But one local mother knows what it means better than most. The brothers are her sons, and they've been forced into an extraordinary situation: Taking turns saving each other's life.
Kristina Smith is at the breaking point and her family is on the brink. Hope is a slippery thing, and Smith is hanging on for dear life.
"it's the hardest thing I hope I ever have to do," Smith said.
Her boys are Smith's salvation. They are away from her now, staying with family. The brothers are thick as thieves.
"Best friends for life, and you're supposed to look out for each other," said Noah.
They're growing up sooner than they should, missing their mother and keeping each other alive.
Smith is in Seattle tending to Liam, her two year old who is puffed up from steroids and fighting a disease as nasty and deadly as its name.

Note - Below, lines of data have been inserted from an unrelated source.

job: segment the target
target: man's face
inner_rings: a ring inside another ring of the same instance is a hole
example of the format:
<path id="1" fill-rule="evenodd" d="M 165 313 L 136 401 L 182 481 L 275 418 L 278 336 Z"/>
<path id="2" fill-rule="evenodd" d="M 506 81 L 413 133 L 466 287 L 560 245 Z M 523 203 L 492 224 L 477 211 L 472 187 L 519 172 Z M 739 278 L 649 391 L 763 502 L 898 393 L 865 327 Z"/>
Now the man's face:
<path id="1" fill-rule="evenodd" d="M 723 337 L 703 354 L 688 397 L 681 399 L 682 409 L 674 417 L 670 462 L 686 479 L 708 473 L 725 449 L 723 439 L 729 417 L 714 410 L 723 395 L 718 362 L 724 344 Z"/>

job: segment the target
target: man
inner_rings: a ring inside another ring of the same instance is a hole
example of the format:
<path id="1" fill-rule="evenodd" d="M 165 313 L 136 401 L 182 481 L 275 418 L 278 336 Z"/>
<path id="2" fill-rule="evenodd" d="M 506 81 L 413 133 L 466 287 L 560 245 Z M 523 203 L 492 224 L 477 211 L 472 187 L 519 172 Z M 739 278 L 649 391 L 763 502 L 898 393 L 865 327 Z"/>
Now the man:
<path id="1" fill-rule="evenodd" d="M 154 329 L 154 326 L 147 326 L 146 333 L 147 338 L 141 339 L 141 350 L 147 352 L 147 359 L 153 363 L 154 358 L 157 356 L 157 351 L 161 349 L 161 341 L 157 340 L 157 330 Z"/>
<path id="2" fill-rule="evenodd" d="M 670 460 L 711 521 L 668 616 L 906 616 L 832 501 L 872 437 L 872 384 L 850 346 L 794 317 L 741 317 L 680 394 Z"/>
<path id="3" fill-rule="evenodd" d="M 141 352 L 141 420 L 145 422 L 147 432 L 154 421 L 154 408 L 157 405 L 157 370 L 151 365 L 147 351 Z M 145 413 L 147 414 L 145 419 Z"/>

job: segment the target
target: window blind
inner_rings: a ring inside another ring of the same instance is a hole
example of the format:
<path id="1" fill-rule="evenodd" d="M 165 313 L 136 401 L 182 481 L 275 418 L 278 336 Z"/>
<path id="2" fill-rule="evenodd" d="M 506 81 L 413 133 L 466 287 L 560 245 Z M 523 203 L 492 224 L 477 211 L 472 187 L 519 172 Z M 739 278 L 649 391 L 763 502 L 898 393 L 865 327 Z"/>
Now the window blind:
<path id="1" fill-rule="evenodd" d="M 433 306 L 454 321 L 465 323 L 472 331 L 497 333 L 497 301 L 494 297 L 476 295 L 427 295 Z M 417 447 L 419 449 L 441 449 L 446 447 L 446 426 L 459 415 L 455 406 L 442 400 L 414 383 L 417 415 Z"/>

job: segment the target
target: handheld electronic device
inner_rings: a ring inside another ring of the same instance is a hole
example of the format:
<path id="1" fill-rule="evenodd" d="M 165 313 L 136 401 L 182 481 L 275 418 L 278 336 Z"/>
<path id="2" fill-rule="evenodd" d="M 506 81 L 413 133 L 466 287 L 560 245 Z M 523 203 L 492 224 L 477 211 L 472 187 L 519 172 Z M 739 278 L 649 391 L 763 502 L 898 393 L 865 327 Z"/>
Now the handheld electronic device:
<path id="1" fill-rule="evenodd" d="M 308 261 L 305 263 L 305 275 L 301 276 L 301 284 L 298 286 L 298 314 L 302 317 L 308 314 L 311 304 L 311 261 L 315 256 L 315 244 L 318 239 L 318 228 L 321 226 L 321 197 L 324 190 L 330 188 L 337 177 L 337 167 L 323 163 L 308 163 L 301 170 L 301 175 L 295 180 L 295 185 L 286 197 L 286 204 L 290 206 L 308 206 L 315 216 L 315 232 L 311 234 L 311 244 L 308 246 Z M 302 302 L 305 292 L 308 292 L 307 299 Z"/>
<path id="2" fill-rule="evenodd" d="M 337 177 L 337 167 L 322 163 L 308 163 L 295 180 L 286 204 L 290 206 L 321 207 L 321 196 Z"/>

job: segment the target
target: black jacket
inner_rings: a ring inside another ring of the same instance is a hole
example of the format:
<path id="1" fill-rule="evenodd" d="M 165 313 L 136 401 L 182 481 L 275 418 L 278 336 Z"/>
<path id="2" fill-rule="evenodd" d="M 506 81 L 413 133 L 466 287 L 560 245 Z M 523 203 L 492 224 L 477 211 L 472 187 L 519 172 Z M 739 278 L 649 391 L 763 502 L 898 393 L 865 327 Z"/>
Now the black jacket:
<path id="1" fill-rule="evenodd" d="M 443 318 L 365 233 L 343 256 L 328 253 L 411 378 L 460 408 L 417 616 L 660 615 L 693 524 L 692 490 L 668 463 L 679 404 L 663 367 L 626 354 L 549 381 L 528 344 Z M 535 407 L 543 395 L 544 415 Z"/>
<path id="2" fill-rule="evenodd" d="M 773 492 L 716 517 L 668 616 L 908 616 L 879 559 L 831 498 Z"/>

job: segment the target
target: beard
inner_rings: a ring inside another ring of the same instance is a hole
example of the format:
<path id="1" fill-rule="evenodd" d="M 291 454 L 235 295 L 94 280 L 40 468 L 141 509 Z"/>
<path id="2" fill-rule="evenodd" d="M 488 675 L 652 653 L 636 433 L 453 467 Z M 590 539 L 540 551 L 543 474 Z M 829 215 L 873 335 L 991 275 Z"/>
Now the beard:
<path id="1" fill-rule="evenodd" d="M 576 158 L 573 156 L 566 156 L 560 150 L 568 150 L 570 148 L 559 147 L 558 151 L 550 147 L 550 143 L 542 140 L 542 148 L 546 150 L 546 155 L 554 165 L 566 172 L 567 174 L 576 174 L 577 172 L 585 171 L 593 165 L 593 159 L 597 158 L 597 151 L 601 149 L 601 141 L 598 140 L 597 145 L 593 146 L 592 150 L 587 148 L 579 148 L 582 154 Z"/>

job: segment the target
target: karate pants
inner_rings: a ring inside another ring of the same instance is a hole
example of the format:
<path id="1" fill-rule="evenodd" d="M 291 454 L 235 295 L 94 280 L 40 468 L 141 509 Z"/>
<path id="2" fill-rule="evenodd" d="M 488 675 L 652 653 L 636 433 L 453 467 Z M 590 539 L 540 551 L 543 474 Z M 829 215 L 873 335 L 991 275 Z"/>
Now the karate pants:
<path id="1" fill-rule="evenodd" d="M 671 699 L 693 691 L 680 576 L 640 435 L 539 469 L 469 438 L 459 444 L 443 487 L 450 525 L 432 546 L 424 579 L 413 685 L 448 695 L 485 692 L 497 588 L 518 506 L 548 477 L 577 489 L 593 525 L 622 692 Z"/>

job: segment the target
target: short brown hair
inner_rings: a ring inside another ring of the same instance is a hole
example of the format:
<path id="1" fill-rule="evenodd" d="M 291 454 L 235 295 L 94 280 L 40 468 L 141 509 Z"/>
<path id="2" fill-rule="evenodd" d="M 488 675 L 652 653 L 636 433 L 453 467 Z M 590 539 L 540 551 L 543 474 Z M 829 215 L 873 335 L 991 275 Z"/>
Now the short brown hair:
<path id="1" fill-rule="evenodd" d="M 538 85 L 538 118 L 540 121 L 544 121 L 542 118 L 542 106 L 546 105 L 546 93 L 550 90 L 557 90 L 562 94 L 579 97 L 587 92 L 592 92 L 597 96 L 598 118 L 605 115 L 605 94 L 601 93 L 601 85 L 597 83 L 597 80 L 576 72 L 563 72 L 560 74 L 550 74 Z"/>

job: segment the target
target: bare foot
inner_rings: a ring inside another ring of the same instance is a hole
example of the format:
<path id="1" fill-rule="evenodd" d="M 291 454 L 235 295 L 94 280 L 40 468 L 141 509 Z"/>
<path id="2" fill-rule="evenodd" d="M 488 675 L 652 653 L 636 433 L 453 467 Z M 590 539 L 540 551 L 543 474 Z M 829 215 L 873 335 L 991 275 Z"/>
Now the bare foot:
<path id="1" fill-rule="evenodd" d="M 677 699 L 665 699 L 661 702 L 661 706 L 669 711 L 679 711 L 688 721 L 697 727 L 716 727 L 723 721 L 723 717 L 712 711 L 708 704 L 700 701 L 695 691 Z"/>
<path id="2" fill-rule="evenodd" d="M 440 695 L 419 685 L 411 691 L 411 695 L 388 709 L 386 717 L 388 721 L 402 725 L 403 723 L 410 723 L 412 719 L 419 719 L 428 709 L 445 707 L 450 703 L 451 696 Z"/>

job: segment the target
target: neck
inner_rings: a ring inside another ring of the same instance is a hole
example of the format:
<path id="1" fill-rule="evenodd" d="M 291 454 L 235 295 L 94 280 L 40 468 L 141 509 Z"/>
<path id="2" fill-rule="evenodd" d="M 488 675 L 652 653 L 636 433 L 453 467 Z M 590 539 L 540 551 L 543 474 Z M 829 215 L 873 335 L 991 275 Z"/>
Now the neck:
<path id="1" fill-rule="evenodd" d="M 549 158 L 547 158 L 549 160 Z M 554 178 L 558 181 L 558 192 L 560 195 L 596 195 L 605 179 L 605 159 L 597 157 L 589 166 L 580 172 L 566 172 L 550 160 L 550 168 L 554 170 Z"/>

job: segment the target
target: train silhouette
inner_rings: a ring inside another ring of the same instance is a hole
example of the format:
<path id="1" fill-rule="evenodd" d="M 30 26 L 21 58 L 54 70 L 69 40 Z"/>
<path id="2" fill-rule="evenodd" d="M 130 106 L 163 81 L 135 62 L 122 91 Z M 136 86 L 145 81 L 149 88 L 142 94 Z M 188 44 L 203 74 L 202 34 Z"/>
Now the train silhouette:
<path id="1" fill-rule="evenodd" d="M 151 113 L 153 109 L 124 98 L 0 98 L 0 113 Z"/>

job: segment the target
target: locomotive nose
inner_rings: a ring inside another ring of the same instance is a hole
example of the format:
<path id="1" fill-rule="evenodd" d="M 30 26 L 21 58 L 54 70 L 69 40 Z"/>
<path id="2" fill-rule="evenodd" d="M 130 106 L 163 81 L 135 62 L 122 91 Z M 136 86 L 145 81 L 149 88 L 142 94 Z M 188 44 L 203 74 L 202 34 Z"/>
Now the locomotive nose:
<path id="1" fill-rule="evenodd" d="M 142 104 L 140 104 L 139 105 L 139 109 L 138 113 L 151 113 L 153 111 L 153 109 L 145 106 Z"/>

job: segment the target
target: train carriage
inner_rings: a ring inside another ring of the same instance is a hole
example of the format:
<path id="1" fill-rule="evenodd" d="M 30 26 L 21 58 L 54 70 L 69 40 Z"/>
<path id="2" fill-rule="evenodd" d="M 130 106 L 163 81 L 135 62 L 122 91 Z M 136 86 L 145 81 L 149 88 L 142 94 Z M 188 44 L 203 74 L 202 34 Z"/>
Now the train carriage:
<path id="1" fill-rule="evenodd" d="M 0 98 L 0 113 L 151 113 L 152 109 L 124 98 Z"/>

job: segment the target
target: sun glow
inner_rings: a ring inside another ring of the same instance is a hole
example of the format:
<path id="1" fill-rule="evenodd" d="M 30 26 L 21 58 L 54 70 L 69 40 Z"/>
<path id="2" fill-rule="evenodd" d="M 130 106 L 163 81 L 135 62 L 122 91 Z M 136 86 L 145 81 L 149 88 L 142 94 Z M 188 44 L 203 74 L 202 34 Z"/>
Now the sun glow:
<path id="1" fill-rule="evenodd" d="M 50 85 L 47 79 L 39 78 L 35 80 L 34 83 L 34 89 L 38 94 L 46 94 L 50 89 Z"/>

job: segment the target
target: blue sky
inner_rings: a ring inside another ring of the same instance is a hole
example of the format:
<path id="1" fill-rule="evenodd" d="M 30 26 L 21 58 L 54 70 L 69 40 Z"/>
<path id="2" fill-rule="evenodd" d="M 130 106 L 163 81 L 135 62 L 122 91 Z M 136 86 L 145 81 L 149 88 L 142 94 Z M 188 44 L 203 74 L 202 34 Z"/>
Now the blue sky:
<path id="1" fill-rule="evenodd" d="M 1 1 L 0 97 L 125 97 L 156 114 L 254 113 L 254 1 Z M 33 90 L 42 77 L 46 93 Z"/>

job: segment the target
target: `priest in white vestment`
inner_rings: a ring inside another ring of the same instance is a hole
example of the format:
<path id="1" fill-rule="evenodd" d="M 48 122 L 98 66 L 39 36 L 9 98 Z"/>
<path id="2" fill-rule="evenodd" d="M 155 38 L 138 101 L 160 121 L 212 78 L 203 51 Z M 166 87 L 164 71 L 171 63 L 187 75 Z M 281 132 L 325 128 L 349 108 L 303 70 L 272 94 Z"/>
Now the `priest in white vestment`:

It's called hemophagocytic lymphohistiocytosis. With it, the immune system turns on, but can't turn off. So the body is at war with itself, attacking its own organs.
"In it's full form, these are the sickest kids you will see. They're very very ill," Liam's doctor said.
The only chance is a bone marrow transplant. It was Hunter who stepped up the first time a year ago.
"They stuck a -- they never really told me what it was -- like a big needle, into my back right there. There's still lumps right there from it," Hunter said.
This time Noah will step up as the marrow donor.
"Just saving Liam," Noah said. "And I love him so much. He means everything,"
Big brothers need to be brave, but it's tough.
"These boys don't even, it's not even a question to them. They just do it. We're going to save our brother's life and I couldn't ask for more. I'm so proud to be their mother," Smith.
Liam has been sick his whole life, and he hasn't been outdoors for 6 months. But he likes to wrestle around with is brothers, has a thing for Elmo and when he dances, the whole world lights up.
Noah arrives early on the morning of the transplant to do the things he needs to do. For Liam, it's another morning in the hospital.
He doesn't know he's waiting to have his life saved.
Two hours later, Noah emerges. He's pale and groggy, but proud of himself.
"Makes me really happy," he said. "That's the whole reason I did it, to save him."
The marrow arrives in bags, scarlet drops of hope passing from one brother to another.
It's a gift as profound as brotherhood itself.
"After I give you this boo, you can go home, you can go play, you can go outside," Noah said to his little brother.
Smith is full of love, family and hope, and she continues to believe things will be alright.
"I can't give up, that's just not an option," she said. "And I want them to know that. I don't want them ever to give up on anything."
So far, little Liam is doing well. He's out of the hospital and staying in the Ronald McDonald house with his mom. The rest of the boys are still living with relatives in Woodland.